I believe Envision 2030 is their best example. It accepts the premise of tourism growth and shows how the sector can achieve that growth within planetary boundaries. Their work brings urgency and nuance. Understanding both the need and the now.
Their latest campaign does this again. It moves beyond the low-hanging fruit and dares to tackle hard topics: issues we might all agree with in principle, but find hard to act on in practice.
I love it. And I highly recommend taking a look.
Only a few hours later, I joined a panel at the Travalyst event in the Google office. Founded in 2019 by Prince Harry, Travalyst is a not-for-profit global coalition of some of the biggest names in travel and tech: from Google to Amadeus and from Booking.com to Mastercard. Their aim is to help these companies work together to accelerate change in travel, even when it might go against competitive instincts.
And while I often feel that the systems we’ve created hold these corporations back from truly accelerating toward sustainability, Travalyst seems to get them moving. Yes, these organizations are largely tied to quarterly logic, but Travalyst creates space for long-term thinking.
They catalyze. Empower. Accelerate.
That, too, is time well spent.
Zooming Out – The Broader Dilemma
Those sessions left me with more than inspiration. They stirred a deeper question I keep circling around: how do we transform an unsustainable tourism system in time?
Here's the hard truth: we likely won't reach climate neutrality in tourism by 2050. Travel continues to grow each year, and while many parts of the sector (accommodation, attractions, ground transport) can be decarbonized, flying and cruising remain deeply problematic. So does a large part of the food system.
Technological solutions? They're real. Cleaner planes, better fuels, they are coming. But not fast enough. Even with maximum investment, breakthroughs in aviation and cruise sustainability will lag behind the pace we need.
This leads to a split in belief systems.
I find myself torn between both: hoping innovation catches up, while knowing deep down that hope alone isn’t a strategy.
On one end: techno-optimism. The belief that technology will save us. That innovation will catch up just in time. It's comforting, but unrealistic. The data simply doesn’t support that timeline.
On the other: degrowth. A radical rethink: deliberately slowing economic growth to reduce harm and promote wellbeing. Philosophically compelling. Practically? Almost impossible to implement in today's political climate. It asks people to accept less, and people tend to resist loss more than they welcome gain.
This is, of course, a simplification. But it underpins so many of our daily discussions. And it’s the source of my ongoing tension.

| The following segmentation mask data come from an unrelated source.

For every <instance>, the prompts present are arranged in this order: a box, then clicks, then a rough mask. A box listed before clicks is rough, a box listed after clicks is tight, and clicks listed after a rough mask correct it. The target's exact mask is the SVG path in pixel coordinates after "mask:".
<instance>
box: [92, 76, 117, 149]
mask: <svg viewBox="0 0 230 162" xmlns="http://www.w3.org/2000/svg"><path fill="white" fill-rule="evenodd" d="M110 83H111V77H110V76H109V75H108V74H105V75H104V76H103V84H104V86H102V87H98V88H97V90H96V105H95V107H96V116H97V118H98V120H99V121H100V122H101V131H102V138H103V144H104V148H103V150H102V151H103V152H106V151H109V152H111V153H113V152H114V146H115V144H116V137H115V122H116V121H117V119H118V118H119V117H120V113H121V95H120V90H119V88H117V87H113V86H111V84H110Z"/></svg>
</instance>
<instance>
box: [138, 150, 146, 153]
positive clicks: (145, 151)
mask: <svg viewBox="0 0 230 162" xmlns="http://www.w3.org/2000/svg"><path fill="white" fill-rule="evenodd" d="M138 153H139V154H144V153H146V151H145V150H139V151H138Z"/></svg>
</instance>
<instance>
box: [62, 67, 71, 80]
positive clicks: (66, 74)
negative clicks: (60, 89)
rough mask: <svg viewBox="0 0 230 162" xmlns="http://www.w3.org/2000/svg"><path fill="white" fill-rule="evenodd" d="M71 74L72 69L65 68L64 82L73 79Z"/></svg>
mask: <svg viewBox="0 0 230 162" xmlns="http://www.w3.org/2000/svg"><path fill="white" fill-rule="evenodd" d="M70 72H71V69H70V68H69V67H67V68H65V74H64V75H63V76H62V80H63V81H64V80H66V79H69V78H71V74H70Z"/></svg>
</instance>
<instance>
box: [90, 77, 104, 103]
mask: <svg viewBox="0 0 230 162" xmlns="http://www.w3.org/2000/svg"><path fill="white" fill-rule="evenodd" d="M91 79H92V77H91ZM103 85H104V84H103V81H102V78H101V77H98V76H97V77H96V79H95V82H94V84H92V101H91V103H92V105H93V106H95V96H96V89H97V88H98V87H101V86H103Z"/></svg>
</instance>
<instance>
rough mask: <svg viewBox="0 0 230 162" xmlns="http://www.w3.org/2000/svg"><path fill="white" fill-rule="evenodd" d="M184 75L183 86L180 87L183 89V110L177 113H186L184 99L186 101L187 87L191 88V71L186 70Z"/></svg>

Because if change within the system is not fast enough, and changing the system is impossible, what is left for us to do?
Back to the mantra
And this is where I return to my mantras. I can scream at a wall, hoping it becomes a door. But it won’t. So what do I do?
I try to spend my time well. To find another way to leave this planet a little better. I love that the Travel Foundation and Travalyst seem to be doing the same. In their own ways, at their own scale. I hope to dig deeper into their methods in future posts, because that’s what acceleration demands: not just knowing where it happens, but learning how it happens. So we can replicate it.
And while I write this, I know it still might not be enough. Yes, we may be too late to reach climate-neutral tourism in time. Indeed, I think this is very likely.
But we are spending our time doing something. And doing it well. That matters.
This gives me hope.
Maybe that’s what I want my daughters to see. That even when the outcome is uncertain, the effort still means something.
Time well spent. That is all we can ask for. And that is all I can ask of myself.